Çarşamba Topluluğu sergisi, genellikle görsel sanatlarla ilişkilendirilmeyen bir ortamdan, Sigmund Freud’un Viyana’daki Berggasse 19 adresindeki özel odasında yapılan entelektüel toplantılardan ilham alıyor. Freud’un (erkek) meslektaşları, çarşamba günleri, psikanaliz alanında geliştirilen yeni fikirlerle ilgili konuşmak için, antik Ortadoğu eserleri koleksiyonunun yer aldığı kendine özgü odada toplanıyordu. Çarşamba Topluluğu sergisi ise, bu yerleşimin kadınsal uyarlamasıdır.
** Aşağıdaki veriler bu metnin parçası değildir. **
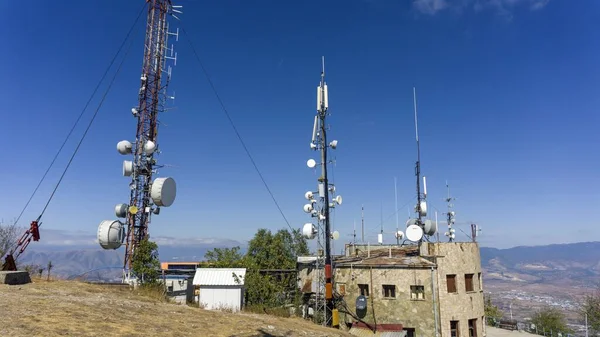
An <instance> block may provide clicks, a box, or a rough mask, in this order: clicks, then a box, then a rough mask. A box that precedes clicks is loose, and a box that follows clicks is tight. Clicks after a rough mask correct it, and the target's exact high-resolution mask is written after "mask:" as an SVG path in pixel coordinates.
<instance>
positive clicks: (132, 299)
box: [0, 281, 349, 337]
mask: <svg viewBox="0 0 600 337" xmlns="http://www.w3.org/2000/svg"><path fill="white" fill-rule="evenodd" d="M0 308H2V317H3V323H2V324H1V325H0V336H15V337H20V336H23V337H26V336H65V335H72V336H103V337H104V336H161V337H162V336H238V337H250V336H257V337H258V336H349V335H348V334H345V333H343V332H341V331H339V330H333V329H327V328H324V327H322V326H318V325H315V324H312V323H311V322H308V321H305V320H302V319H299V318H279V317H273V316H268V315H259V314H247V313H236V314H231V313H223V312H217V311H208V310H202V309H199V308H195V307H189V306H186V305H176V304H170V303H164V302H161V301H159V300H157V299H155V298H152V297H151V296H149V295H148V294H140V293H136V292H134V291H131V290H128V289H121V288H119V289H117V288H114V287H109V286H99V285H91V284H86V283H81V282H74V281H54V282H44V281H38V282H34V283H31V284H27V285H21V286H8V285H0Z"/></svg>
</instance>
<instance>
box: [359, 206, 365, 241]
mask: <svg viewBox="0 0 600 337" xmlns="http://www.w3.org/2000/svg"><path fill="white" fill-rule="evenodd" d="M360 229H361V232H362V233H361V242H362V243H365V205H360Z"/></svg>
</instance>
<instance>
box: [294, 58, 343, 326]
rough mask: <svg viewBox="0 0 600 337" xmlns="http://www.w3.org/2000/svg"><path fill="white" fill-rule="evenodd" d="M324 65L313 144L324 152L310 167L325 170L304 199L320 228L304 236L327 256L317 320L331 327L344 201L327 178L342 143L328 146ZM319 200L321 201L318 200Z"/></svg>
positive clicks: (317, 103) (313, 162)
mask: <svg viewBox="0 0 600 337" xmlns="http://www.w3.org/2000/svg"><path fill="white" fill-rule="evenodd" d="M322 61H323V70H322V72H321V83H320V84H319V86H318V87H317V115H316V116H315V121H314V124H313V132H312V140H311V143H310V148H311V150H315V151H317V150H319V151H320V152H321V161H320V163H318V164H317V161H315V160H314V159H309V160H308V161H307V166H308V167H309V168H311V169H313V168H315V167H316V166H317V165H320V166H321V176H320V177H319V178H318V184H317V191H308V192H306V193H305V195H304V196H305V198H306V199H307V200H308V201H309V203H308V204H306V205H304V211H305V212H306V213H309V214H310V215H311V216H312V217H313V218H316V221H317V226H315V225H314V224H313V223H306V224H305V225H304V227H303V230H302V232H303V234H304V236H305V237H306V238H307V239H314V238H315V236H316V237H317V242H318V250H319V252H324V253H325V256H324V257H323V256H321V254H318V256H317V273H318V275H319V281H318V289H317V292H316V296H317V298H316V307H315V309H316V310H315V316H314V317H315V318H316V319H318V318H319V317H323V321H322V322H323V324H324V325H327V326H331V324H332V311H333V309H334V303H333V300H334V299H333V270H332V263H331V239H334V240H336V239H337V238H338V237H339V233H338V232H337V231H335V232H333V233H332V232H331V221H330V213H331V210H332V209H334V208H335V207H336V206H339V205H341V204H342V197H341V196H340V195H338V196H336V197H333V195H335V186H334V185H333V184H331V183H329V180H328V177H327V166H328V164H329V162H328V159H327V151H328V149H329V148H331V149H332V150H335V149H336V148H337V145H338V141H337V140H332V141H331V142H330V143H327V137H326V131H327V129H328V128H327V125H326V123H325V121H326V117H327V115H328V114H329V113H328V109H329V97H328V96H329V93H328V90H327V83H325V58H323V59H322ZM317 196H318V198H316V197H317ZM330 197H331V201H330ZM321 315H322V316H321Z"/></svg>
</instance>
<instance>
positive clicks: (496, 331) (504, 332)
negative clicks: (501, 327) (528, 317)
mask: <svg viewBox="0 0 600 337" xmlns="http://www.w3.org/2000/svg"><path fill="white" fill-rule="evenodd" d="M486 329H487V330H486V331H487V337H519V336H521V337H533V336H535V335H532V334H530V333H527V332H519V331H510V330H504V329H498V328H493V327H491V326H488V327H486Z"/></svg>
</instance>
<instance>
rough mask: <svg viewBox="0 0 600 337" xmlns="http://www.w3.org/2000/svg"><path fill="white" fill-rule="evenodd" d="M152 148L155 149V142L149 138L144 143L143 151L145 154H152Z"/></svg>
mask: <svg viewBox="0 0 600 337" xmlns="http://www.w3.org/2000/svg"><path fill="white" fill-rule="evenodd" d="M154 150H156V144H155V143H154V142H153V141H151V140H149V141H147V142H146V144H144V152H146V154H152V153H154Z"/></svg>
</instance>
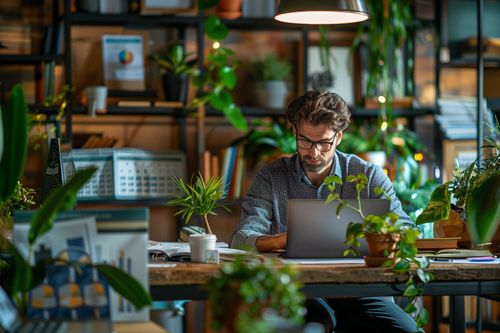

Değişken, güç odaklı olmayan, spontane, şiirsel ve hayali düşünme biçimlerinin “kara kıtasını” keşfetmeyi amaçlayan sergi 18 Ekim tarihine kadar gezilebilir.
Sergi düşlerin, şiirin, sevgiyle kucaklayışın ve diplomasinin uzamsal düzenine benzeyen bir toplumsal-mimari yapıyı incelemektedir. Metni oluşturan cümleler duvarlar boyunca yayılır ve yapıtlar, mekânın boşlukta yüzen parçaları haline gelirler.
İstanbullu sanatçı Gülçin Aksoy’un Sevdiğim Aile Mezarlığı çalışması, akla Freud’un meşhur kanepesi aracılığıyla yaptığı çalışmalarını getiriyor ve izleyicileri, teker teker girebilecekleri bu odada, kendi iç dünyaları ile yüz yüze gelmeye davet ediyor. Tony Chakar’ın The Discourse of the Last Things before the First (Son Söyleneceklerin İlklerden Önceki Söylemi) yapıtındaki Meryem tasviri ise serginin sırlarını örtüyor ve yapıtın bulunduğu alan, serginin hem son hem de ilk odası olma özelliğini taşıyor.
Çarşamba Topluluğu sergisi ayrıca küratör Shulamit Bruckstein’ın,19. yüzyılın ihtişamını yansıtan mekânda, davetlileri ile gün içinde yapacağı özel konuşmalara da ev sahipliği yapıyor. Konuşmalar sırasında iki yazmanın (kâtip) bu konuşmaları belgeleyen metinleri eşzamanlı olarak duvarlara yansıtılacak.